3.4.5 Visualization Best Practices

When many beginners learn visualization, they focus on:
- whether the colors look nice
- whether the style looks flashy enough
But the really important question is:
Does this chart help people understand faster, rather than make it easier to be misled?
So the most important things in this section are not “beautification,” but:
- choosing the right chart
- reducing distractions
- communicating honestly
Learning objectives
- Master strategies for choosing chart types
- Understand color principles and color-blind-friendly design
- Understand the concept of “data-ink ratio”
- Identify and avoid common visualization misleading techniques
First, build a map
It’s easier to understand visualization best practices in the order “communication goal -> chart choice -> reduce distractions -> prevent misleading”:
So what this section really wants to solve is:
- why making a chart does not automatically make it clear
- why many bad charts are not a code problem, but a communication-logic problem
Why learn best practices?
With the same data, good visualization lets people understand it in one second, while bad visualization makes people more and more confused, or even misleads them.

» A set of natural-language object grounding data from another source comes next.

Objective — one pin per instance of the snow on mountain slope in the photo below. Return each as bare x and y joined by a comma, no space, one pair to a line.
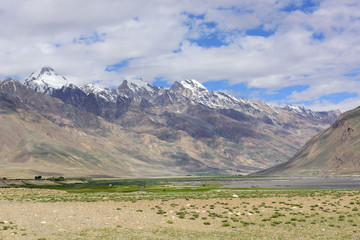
104,93
45,80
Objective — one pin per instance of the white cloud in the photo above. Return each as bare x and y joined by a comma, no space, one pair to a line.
81,38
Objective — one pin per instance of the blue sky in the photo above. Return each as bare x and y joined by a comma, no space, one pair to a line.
277,51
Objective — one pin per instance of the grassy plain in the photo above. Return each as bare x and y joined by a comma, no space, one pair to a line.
159,209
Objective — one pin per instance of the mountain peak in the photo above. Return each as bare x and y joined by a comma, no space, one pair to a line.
45,80
192,84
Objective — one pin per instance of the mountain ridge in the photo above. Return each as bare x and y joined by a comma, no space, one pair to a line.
168,131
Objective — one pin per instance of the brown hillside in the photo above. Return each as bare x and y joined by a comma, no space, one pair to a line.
336,150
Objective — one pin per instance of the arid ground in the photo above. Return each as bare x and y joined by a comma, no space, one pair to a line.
175,213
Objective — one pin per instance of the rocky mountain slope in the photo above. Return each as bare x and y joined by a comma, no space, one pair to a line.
333,151
140,129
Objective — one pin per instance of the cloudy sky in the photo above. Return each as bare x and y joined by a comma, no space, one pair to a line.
304,52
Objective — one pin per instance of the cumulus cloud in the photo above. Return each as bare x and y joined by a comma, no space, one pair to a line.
263,44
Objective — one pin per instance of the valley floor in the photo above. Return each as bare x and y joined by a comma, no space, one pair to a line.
215,214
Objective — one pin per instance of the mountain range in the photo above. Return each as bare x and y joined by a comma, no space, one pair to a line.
50,126
335,151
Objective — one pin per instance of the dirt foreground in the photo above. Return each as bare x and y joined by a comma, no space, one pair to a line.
35,214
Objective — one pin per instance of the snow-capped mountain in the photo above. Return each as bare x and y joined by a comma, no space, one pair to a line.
45,80
186,125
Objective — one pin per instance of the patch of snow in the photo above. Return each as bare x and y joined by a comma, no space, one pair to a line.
45,80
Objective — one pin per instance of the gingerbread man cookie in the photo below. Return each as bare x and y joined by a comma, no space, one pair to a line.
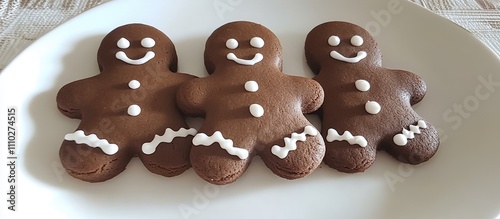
367,107
251,108
128,109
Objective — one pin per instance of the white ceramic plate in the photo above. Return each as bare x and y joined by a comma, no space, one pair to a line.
461,181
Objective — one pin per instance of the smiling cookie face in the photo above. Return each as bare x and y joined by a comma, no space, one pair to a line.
341,43
136,45
242,44
367,107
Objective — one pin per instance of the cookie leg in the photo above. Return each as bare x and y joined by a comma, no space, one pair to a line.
217,160
347,152
168,159
91,164
415,144
295,156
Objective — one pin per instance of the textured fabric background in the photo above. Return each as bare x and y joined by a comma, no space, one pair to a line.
480,17
24,21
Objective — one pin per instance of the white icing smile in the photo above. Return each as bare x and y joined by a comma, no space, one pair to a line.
124,44
360,56
355,41
255,42
256,59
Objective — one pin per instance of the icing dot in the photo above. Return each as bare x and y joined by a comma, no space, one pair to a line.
123,43
134,84
134,110
372,107
148,42
232,44
334,41
356,40
400,139
257,42
362,85
251,86
256,110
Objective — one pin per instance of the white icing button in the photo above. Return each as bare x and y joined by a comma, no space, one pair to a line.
334,41
148,42
362,85
372,107
400,140
123,43
251,86
134,110
257,42
356,40
256,110
134,84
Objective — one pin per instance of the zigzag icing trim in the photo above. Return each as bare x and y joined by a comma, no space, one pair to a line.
167,137
333,135
93,141
402,139
291,143
226,144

A better beginner-friendly analogy
You can think of a chart as:
- a very short presentation
A good chart is like a clear presentation:
- you immediately know the key point
A bad chart is like:
- too much talk
- too much decoration
- but after hearing it, you still do not know the key point
So the most important thing in best practices is not “looking nice,” but:
- whether the information is easier to understand
Chart type selection guide
Core principle: first ask yourself, “What do I want to show?”
Detailed chart selection table
| My goal | Recommended chart | Not recommended | Explanation |
|---|---|---|---|
| Show time trend | Line chart | Pie chart | Line charts are naturally suited to continuous change |
| Compare several categories | Bar chart | Pie chart (more than 6 categories) | Bar heights are easy to compare at a glance |
| See the relationship between two variables | Scatter plot | Line chart | Scatter plots show distribution and trends more directly |
| Check data distribution | Histogram / box plot | Line chart | Histograms show frequency distribution |
| Show proportion | Pie chart (few categories) / stacked bar chart | 3D pie chart | 3D pie charts distort area |
| Compare distribution differences | Box plot / violin plot | Only mean-value bar chart | Mean bars lose distribution information |
| Show a correlation matrix | Heatmap | Table | Color coding is more intuitive than numbers |
Five questions worth remembering before you start drawing
Before you actually start making a chart, ask yourself:
- Am I showing trend, comparison, distribution, or relationship?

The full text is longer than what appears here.